2. Das AG hat dem Angeklagten zudem einen Pflichtverteidiger beigeordnet. Es liege ein Fall der notwendigen Verteidigung vor. Für die Beurteilung der Schwierigkeit der Sach- oder Rechtslage i.S.d. § 140 Abs. 2 StPO komme es grundsätzlich zunächst auf den Sachverhalt an, der dem Strafbefehl zugrunde lag. Dieser sei nicht schwierig oder komplex. Die Schwierigkeit der Rechtslage ergebe sich hier aber aus dem übrigen Sachverhalt. Ohne die Akteneinsicht durch den Verteidiger und dessen Vortrag wäre nicht aufgefallen, dass es mangels Übersetzung noch keinen rechtskräftigen Strafbefehl gebe.
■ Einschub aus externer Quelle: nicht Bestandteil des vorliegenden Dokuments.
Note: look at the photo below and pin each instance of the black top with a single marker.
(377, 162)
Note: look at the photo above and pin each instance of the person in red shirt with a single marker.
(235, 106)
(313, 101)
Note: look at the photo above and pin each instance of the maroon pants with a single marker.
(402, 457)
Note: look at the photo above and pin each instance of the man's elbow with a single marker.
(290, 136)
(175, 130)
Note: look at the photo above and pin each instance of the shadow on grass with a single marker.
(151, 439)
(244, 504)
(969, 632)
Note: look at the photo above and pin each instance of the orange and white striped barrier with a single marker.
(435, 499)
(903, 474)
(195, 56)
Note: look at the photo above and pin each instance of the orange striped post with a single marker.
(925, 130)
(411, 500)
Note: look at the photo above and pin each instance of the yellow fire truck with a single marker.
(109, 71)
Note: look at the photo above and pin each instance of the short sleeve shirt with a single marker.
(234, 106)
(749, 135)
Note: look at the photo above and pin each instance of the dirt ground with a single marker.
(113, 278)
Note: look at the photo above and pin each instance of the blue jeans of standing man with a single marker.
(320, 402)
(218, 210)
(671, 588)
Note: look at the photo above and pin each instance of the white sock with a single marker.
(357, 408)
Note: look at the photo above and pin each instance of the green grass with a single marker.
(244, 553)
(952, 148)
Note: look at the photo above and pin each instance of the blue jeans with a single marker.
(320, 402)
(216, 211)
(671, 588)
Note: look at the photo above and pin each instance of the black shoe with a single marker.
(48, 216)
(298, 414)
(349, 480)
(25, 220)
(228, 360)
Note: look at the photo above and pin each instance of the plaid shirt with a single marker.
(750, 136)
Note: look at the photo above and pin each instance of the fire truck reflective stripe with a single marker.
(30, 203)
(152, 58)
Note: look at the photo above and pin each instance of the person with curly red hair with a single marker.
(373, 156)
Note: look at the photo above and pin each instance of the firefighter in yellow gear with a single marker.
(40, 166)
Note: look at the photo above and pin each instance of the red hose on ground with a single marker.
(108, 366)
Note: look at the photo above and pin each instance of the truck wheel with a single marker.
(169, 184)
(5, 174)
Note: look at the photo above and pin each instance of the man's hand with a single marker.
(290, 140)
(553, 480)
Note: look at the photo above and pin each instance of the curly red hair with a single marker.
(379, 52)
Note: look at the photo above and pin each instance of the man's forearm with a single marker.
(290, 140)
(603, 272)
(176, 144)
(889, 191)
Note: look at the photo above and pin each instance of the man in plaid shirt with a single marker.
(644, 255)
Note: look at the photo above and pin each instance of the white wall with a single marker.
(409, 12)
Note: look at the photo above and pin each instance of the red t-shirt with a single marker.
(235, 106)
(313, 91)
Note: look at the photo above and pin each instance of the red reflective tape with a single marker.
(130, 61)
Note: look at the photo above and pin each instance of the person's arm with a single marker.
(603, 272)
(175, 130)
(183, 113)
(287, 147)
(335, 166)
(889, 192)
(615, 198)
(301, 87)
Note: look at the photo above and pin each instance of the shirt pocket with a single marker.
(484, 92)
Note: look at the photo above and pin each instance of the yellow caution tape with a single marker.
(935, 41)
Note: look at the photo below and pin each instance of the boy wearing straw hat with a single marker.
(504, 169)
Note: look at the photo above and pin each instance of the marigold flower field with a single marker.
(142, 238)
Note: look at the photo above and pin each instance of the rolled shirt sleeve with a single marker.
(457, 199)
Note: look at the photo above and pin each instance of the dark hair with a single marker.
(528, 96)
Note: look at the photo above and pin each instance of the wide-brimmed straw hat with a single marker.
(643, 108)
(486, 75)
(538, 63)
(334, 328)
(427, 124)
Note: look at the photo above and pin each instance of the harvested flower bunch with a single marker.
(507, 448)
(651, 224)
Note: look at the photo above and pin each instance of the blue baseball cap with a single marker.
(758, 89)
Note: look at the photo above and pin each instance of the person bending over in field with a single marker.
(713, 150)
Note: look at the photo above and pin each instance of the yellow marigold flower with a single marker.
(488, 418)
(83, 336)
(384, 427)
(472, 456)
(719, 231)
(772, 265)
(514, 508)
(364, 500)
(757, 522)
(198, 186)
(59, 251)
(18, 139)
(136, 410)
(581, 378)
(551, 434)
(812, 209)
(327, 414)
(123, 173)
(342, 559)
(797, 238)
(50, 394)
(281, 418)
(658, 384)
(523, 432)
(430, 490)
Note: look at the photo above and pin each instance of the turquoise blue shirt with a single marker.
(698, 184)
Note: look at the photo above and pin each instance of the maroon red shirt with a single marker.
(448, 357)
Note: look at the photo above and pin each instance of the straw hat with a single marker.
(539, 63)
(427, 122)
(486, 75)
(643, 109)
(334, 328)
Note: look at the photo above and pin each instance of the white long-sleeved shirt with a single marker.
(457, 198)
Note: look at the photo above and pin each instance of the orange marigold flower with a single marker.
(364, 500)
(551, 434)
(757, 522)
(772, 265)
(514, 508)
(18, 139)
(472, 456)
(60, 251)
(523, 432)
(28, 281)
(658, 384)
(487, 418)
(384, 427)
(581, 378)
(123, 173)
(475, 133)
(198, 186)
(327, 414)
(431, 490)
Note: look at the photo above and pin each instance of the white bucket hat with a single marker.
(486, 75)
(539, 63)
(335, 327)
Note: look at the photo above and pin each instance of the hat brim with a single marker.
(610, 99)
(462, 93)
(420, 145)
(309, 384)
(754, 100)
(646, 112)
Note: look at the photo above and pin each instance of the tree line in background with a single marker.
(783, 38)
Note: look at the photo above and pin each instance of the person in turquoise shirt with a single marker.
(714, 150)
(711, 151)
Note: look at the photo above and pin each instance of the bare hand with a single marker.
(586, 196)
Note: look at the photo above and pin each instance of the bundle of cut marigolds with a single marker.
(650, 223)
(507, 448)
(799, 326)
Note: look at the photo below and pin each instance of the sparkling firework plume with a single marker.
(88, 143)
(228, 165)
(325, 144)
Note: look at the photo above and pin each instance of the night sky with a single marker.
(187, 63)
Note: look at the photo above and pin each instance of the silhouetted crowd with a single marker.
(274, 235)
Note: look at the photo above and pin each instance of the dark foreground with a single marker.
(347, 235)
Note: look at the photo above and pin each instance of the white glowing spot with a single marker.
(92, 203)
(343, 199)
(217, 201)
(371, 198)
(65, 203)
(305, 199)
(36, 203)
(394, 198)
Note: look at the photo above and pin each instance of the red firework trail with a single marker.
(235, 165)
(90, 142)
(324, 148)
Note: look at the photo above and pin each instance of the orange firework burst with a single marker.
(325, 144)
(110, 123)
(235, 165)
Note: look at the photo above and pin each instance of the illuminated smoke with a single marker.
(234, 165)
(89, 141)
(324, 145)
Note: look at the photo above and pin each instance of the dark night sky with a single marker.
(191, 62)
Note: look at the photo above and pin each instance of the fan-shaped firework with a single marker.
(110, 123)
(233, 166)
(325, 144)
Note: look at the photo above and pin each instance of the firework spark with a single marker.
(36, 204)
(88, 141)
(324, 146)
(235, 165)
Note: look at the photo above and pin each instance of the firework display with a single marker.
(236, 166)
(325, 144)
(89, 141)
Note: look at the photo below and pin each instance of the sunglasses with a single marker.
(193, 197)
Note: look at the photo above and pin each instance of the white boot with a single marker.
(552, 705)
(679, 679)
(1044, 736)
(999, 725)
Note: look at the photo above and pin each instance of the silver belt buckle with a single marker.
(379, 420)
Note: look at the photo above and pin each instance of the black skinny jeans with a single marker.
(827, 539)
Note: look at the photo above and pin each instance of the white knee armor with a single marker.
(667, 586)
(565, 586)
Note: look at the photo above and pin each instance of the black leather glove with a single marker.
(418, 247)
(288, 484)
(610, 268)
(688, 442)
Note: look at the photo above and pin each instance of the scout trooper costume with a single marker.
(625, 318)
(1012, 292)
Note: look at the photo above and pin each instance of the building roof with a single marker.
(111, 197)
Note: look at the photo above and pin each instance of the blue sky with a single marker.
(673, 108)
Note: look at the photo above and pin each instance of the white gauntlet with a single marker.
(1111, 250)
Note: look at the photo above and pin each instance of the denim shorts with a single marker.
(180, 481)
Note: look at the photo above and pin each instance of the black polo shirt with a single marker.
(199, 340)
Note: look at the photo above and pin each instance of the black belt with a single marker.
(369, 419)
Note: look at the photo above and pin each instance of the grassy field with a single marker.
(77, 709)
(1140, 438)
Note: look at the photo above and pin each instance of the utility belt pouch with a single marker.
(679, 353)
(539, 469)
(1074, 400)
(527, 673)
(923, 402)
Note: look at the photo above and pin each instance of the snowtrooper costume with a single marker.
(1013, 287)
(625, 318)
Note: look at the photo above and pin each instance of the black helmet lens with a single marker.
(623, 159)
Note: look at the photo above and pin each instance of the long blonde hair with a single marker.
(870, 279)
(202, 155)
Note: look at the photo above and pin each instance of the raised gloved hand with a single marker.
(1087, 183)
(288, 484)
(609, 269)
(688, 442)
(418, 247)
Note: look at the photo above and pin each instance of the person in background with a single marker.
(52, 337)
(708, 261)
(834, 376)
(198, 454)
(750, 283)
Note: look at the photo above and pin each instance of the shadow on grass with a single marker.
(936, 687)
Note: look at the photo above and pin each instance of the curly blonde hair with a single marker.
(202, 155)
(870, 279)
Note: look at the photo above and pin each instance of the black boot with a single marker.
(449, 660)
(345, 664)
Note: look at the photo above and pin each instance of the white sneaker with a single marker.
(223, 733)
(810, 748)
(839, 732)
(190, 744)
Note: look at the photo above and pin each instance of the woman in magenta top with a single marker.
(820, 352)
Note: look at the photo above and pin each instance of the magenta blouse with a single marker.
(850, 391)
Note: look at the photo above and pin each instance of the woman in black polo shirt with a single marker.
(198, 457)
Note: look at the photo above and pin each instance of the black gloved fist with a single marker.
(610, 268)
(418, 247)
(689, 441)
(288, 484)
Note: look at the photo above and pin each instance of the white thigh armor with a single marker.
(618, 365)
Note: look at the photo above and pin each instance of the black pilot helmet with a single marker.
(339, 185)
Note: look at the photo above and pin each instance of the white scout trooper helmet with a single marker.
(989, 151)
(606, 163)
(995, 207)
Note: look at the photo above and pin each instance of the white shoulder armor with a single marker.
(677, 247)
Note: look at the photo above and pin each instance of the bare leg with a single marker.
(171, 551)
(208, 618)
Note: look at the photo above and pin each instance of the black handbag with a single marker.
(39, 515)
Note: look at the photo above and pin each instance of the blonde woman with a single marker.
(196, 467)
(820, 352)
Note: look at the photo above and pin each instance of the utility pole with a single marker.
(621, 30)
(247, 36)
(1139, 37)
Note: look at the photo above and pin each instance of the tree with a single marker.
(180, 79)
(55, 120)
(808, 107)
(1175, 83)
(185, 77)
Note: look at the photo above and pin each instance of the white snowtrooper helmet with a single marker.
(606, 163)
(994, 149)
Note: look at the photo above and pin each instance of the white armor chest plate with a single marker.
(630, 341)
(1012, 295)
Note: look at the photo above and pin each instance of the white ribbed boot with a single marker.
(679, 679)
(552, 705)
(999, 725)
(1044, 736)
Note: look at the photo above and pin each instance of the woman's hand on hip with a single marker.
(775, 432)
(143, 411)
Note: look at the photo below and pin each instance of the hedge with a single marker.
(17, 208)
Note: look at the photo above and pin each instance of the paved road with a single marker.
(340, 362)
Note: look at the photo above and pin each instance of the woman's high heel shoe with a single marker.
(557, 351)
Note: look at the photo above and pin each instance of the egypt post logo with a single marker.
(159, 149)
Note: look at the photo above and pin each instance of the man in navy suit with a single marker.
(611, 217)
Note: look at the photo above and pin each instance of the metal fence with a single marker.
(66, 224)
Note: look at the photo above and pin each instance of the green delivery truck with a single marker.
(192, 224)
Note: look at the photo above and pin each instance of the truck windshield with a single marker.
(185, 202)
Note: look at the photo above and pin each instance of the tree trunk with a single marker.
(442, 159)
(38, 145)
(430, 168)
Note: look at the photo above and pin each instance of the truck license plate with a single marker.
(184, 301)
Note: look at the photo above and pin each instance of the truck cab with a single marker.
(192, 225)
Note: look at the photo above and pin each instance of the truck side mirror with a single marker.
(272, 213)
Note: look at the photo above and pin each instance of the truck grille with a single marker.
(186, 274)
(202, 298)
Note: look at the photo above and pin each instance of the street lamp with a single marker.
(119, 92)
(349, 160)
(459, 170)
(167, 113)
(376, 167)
Gerade weil der Angeklagte aufgrund sprachlicher Defizite die Problematik nicht erfassen konnte und ohne einen Anwalt weder den Fehler habe erkennen noch die notwendigen Schritte hätte einleiten können, sei hier eine Beiordnung gerechtfertigt.

III. Bedeutung für die Praxis

Rettungsanker

1. Es dürfte inzwischen h.M. in der Rechtsprechung sein, dass die Zustellung eines Strafbefehls an einen Beschuldigten, der der deutschen Sprache nicht mächtig ist, nur wirksam ist, wenn eine Übersetzung des Strafbefehls mit zugestellt wird (vgl. dazu Hillenbrand, in: Burhoff (Hrsg.), Handbuch für das strafrechtliche Ermittlungsverfahren, 9. Aufl. 2022, Rn 4204 ff.  und Burhoff, in: Burhoff (Hrsg.), Handbuch für die strafrechtliche Hauptverhandlung, 10. Aufl. 2022, Rn 2981 ff. jeweils m.w.N.). Die Frage ist insofern von Bedeutung, weil das häufig, wenn die Zustellung schon lange zurückliegt, ohne dass der Mandant tätig geworden ist, der einzige Rettungsanker ist, um ggf. doch noch die Hauptverhandlung zu erreichen. Das zeigt sehr schön der der Entscheidung des AG Bremen zugrunde liegende Sachverhalt. Da war die „Zustellung“ des Strafbefehls vor mehreren Jahren ohne Übersetzung erfolgt.

Pflichtverteidiger

2. Auch die Bestellung eines Pflichtverteidigers durch das AG Bremen ist nicht zu beanstanden. Es handelt sich, wenn es um die Wirksamkeit der Zustellung geht, um einen der klassischen Fälle, in denen für die Verteidigung Akteneinsicht erforderlich ist. Die erhält aber nur der Verteidiger.